When examining your client experience, think about it from their perspective. What are they looking for from their financial advisor? Of course, they want an advisor with the knowledge, experience, and expertise to provide solid wealth planning and investment advice. But many clients will look to you for much more than that.
Here are seven expectations that your clients assume you will provide for them. How can you demonstrate your commitment to delivering each one?
1. Clients want to be heard and understood.
Hearing and understanding begins with listening, more listening, then asking a few questions, and then listening some more. Listening takes time, and it takes commitment to grasp the other person’s perspective and emotional state, as well as their needs, concerns, and challenges. You can demonstrate that you have heard and understood them by providing feedback, verbal and written, that confirms to your clients that their communication was received accurately and completely. Your recollection of the details will acknowledge the importance you placed on fully understanding the particulars of their situation.
2. Clients want to know what to expect.
In any relationship, and particularly with a professional service provider, clients want to know what their experience will be like. This is where a defined process that begins with an agenda, ends with next steps, and provides consistency in between can create a sense of comfort and familiarity. Setting expectations for actions to be taken and future communication are critical.
3. Clients want to be treated with respect.
Treating a client with respect is evidenced by a high level of professionalism, which includes following up and following through on commitments. Of course, it also means making sure that nothing falls through the cracks, but when it does (and it will!), taking the initiative to explain and then remedy the situation can often be viewed more positively than if the situation had not happened at all.
4. Clients want you to cut through the clutter.

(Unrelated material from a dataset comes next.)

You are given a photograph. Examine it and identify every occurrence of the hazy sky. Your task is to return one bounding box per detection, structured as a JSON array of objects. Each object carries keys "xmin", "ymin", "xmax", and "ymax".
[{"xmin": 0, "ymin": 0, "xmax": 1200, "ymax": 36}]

Cutting through the clutter can mean simplifying the complex by providing context and relevance leading to understanding. It can also refer to providing meaningful communication by the use of simple English, rather than the technical jargon and acronyms that confuse rather than clarify.

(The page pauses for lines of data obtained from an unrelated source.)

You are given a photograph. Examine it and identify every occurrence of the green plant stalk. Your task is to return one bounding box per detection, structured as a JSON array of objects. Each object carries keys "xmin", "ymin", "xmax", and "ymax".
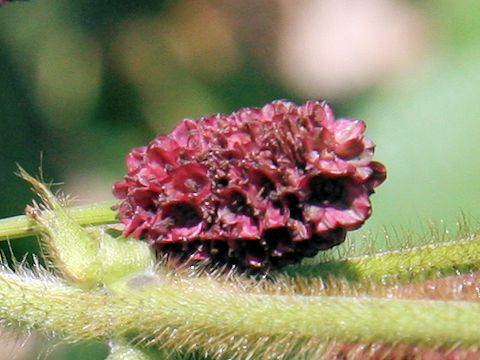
[
  {"xmin": 13, "ymin": 169, "xmax": 155, "ymax": 288},
  {"xmin": 0, "ymin": 270, "xmax": 480, "ymax": 356},
  {"xmin": 0, "ymin": 203, "xmax": 480, "ymax": 282},
  {"xmin": 287, "ymin": 235, "xmax": 480, "ymax": 283},
  {"xmin": 106, "ymin": 341, "xmax": 151, "ymax": 360},
  {"xmin": 0, "ymin": 201, "xmax": 118, "ymax": 241}
]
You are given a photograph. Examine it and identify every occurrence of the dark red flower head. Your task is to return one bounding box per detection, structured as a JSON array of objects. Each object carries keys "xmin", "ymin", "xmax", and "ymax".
[{"xmin": 113, "ymin": 100, "xmax": 386, "ymax": 269}]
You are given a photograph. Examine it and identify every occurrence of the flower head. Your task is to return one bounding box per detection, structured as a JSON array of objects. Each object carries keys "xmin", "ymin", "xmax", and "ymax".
[{"xmin": 113, "ymin": 100, "xmax": 386, "ymax": 269}]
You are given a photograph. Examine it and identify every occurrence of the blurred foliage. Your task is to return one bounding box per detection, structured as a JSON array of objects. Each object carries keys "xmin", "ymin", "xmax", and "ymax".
[{"xmin": 0, "ymin": 0, "xmax": 480, "ymax": 359}]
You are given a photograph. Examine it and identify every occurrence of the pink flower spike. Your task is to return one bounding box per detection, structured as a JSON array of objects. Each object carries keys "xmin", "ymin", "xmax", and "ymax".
[{"xmin": 113, "ymin": 100, "xmax": 386, "ymax": 270}]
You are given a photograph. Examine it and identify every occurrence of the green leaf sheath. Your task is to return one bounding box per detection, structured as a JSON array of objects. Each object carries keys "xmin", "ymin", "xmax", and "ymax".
[
  {"xmin": 0, "ymin": 270, "xmax": 480, "ymax": 349},
  {"xmin": 0, "ymin": 202, "xmax": 118, "ymax": 240}
]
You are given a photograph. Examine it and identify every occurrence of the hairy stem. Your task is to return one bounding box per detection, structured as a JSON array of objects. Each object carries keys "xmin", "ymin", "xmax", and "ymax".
[
  {"xmin": 0, "ymin": 272, "xmax": 480, "ymax": 355},
  {"xmin": 0, "ymin": 202, "xmax": 117, "ymax": 240},
  {"xmin": 106, "ymin": 341, "xmax": 151, "ymax": 360},
  {"xmin": 286, "ymin": 236, "xmax": 480, "ymax": 283}
]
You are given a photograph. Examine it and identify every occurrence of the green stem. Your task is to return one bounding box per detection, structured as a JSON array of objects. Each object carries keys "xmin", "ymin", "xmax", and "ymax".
[
  {"xmin": 0, "ymin": 272, "xmax": 480, "ymax": 356},
  {"xmin": 106, "ymin": 341, "xmax": 151, "ymax": 360},
  {"xmin": 286, "ymin": 236, "xmax": 480, "ymax": 283},
  {"xmin": 0, "ymin": 202, "xmax": 118, "ymax": 240}
]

5. Clients want transparency.
Transparency means providing a clear description of the pros and cons of any action. That includes explaining the risks versus rewards, outlining potential tax consequences and/or describing the costs of a particular course of action. Sometimes it simply means being honest about what you can or cannot do.
6. Clients want to know they are on track.

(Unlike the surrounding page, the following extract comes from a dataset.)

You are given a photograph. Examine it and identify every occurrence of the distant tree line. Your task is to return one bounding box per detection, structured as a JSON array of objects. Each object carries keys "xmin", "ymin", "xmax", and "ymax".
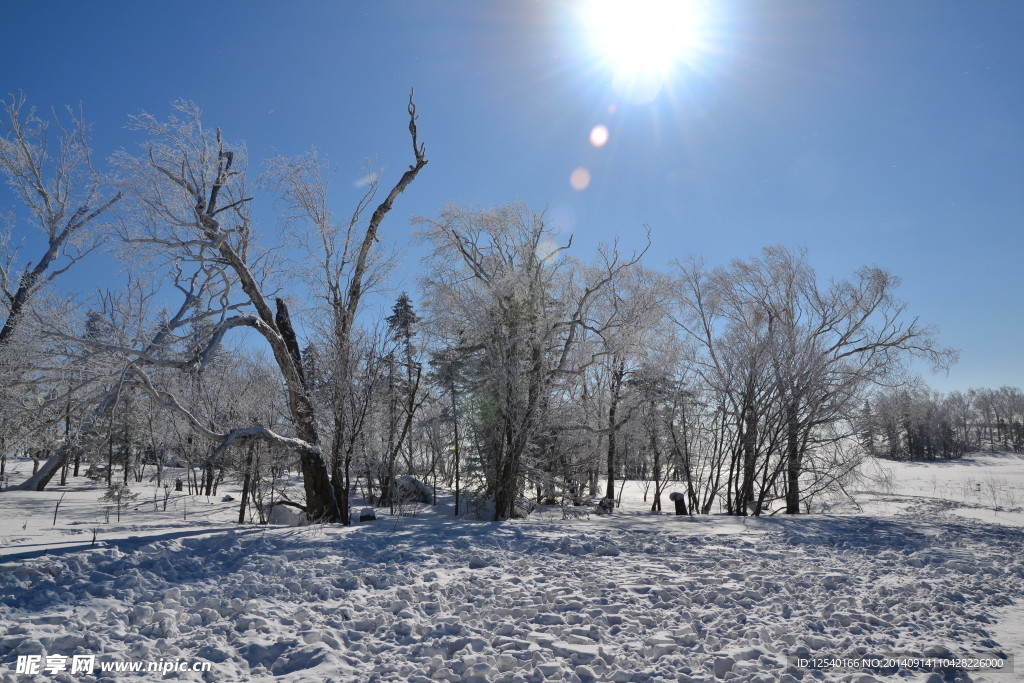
[
  {"xmin": 859, "ymin": 386, "xmax": 1024, "ymax": 460},
  {"xmin": 0, "ymin": 96, "xmax": 958, "ymax": 523}
]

Clients don’t expect you to be a mind reader or a fortune teller. But they do want a description of their future that is as accurate as you can make it. They want to know how you believe they will be able to get there and how potential risks will be managed. They want to know that you’re looking out for them, and that you will help them anticipate and even prepare for the unexpected obstacles and events that could derail their plans.
7. Clients want you to help them provide for their family.
Many clients care more about providing for their family than taking care of themselves. They know that the day will come when they can no longer manage their financial matters due to illness or death. They want your help to provide for a smooth transition for their family by making sure the proper documents are in place, and their financial lives are in order.
How well do you meet these client expectations? Are these topics included in your conversations, so they recognize and appreciate what you provide for them? Make time to consider each expectation and jot down some notes about next steps you will take to ensure that your client experience matches (or exceeds) your clients’ expectations. You might even share these seven expectations with your clients and ask them which ones they think are most important.